The relationships among residual shoulder angle, elbow joint angle, and end effector position were also investigated. These relationships were used to estimate the end effector position and the elbow joint angle of the amputee using the residual shoulder angle. Ten individual NNs were trained with healthy subjects to estimate the end effector position and the elbow joint angle. These results show that it is feasible to control the elbow joint of a transhumeral prosthesis, once the motion intention is identified. It is also possible to control multi-DoF motion of the prosthesis for reaching tasks. However, this requires a properly developed inverse kinematic model for the prosthesis, using the relationship between the endpoint and the residual shoulder angle. Thus, the proposed method demonstrates the capability of using the proposed approach to control multiple DoFs of a transhumeral prosthesis.

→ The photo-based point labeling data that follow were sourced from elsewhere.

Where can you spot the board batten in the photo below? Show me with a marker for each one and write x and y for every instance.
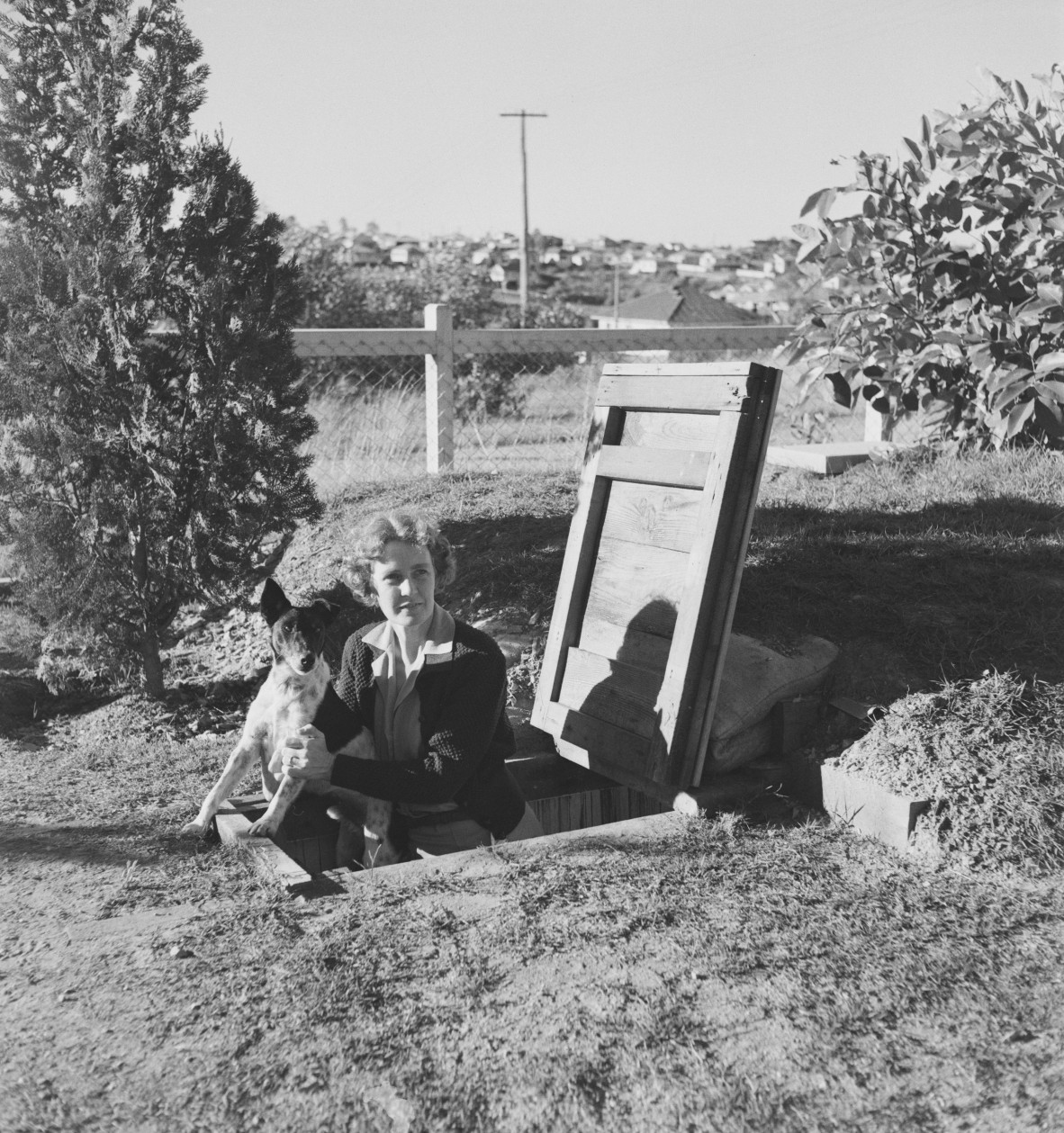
(636, 586)
(635, 668)
(747, 477)
(670, 431)
(579, 561)
(652, 515)
(682, 468)
(625, 643)
(611, 691)
(686, 393)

However, this proof of concept study was performed with healthy subjects. In [
28], Estelle et al. showed that amputees show deteriorated activations of the EEG signals compared with healthy subjects during motor execution tasks of absent movements of the individual joints of the phantom limb. In the current study, during arm lifting and reaching movements, both phantom arm movement and the residual limb movements are collaborated. It is not clearly understood what will be the response of the brain in such a scenario. On the other hand, some studies [
29,
30] have shown that the involvement of the brain to perform task-based upper limb motions such as reaching, pointing, etc., is different from the individual joint motions. On this note, we assume that the current study is applicable to upper limb amputees.